There are several collaborators who up to this point have expressed their desire to remain anonymous. Very soon we will update this section to introduce the new collaborators who have contacted us since the launch on January 10th, 2018. While the site is in transition, there will be updates to this page that reflect the growth of the collective.

Special thanks to mentors and facilitators

Our founder wishes to give special thanks to various distinguished members of the Translation Studies Working Group now known as the Oregon Center for Translation Studies who have had a tremendous impact on his trajectory.

Amanda Powell for her amazing class on literary translation called Bilingual Bodies. The material from Walter Ong, Regina Harrison, and Laura Bohannan on oral cultures and traditions has expanded his world view and theoretical translation praxis immeasurably.

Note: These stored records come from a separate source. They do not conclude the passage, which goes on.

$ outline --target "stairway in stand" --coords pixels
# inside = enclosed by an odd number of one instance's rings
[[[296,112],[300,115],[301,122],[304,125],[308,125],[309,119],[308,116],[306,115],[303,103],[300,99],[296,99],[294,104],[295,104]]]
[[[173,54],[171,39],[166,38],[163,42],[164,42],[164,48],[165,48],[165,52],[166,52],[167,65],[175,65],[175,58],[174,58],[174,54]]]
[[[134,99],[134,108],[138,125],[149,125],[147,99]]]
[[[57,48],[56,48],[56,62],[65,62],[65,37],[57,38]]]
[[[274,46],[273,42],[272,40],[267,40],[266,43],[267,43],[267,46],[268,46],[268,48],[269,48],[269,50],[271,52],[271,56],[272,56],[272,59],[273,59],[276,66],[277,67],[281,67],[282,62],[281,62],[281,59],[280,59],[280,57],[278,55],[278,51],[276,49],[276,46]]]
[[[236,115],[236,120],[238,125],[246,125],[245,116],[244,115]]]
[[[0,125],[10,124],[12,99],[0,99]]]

Amalia Gladhart, the acting director of the Translation Studies Working Group at the University of Oregon, for her unwavering encouragement at many stages of his journey. The first translation class he had with her during his undergraduate studies many years ago served as the catalyst for his growing translation practice.

Karen McPherson for challenging his assumptions, helping him to question and think through the contradictions within the simultaneous drive towards the formation of a queer translation archive and cannon, decolonization, and resistance to all normalizing discourses, including queer ones.

He would also like to give special thanks to:

Jen Hofer, whose interpretation and translation practice gave birth to Antena, a language justice and language experimentation collaborative founded in 2010, for her numerous manifestos that have served as a model for the one he was inspired to write.

Susan Bernofsky, founder of the blog TRANSLATIONiSTA, whose enthusiasm, inspiration, and editorial eye, since meeting her at ALTA 40, helped bring this website to fruition.

(We hope to see you all at the ALTA 41 conference.)

And finally, he wants to thank the many amazing professors, researchers, and staff at the University of Oregon department of Romance Languages, too numerous to name, but nonetheless indispensable, who played midwives to the birth in 2010 of his academically critical consciousness and have nourished, so generously, his intellectual curiosity ever since.

He offers his respect, love and admiration to them all.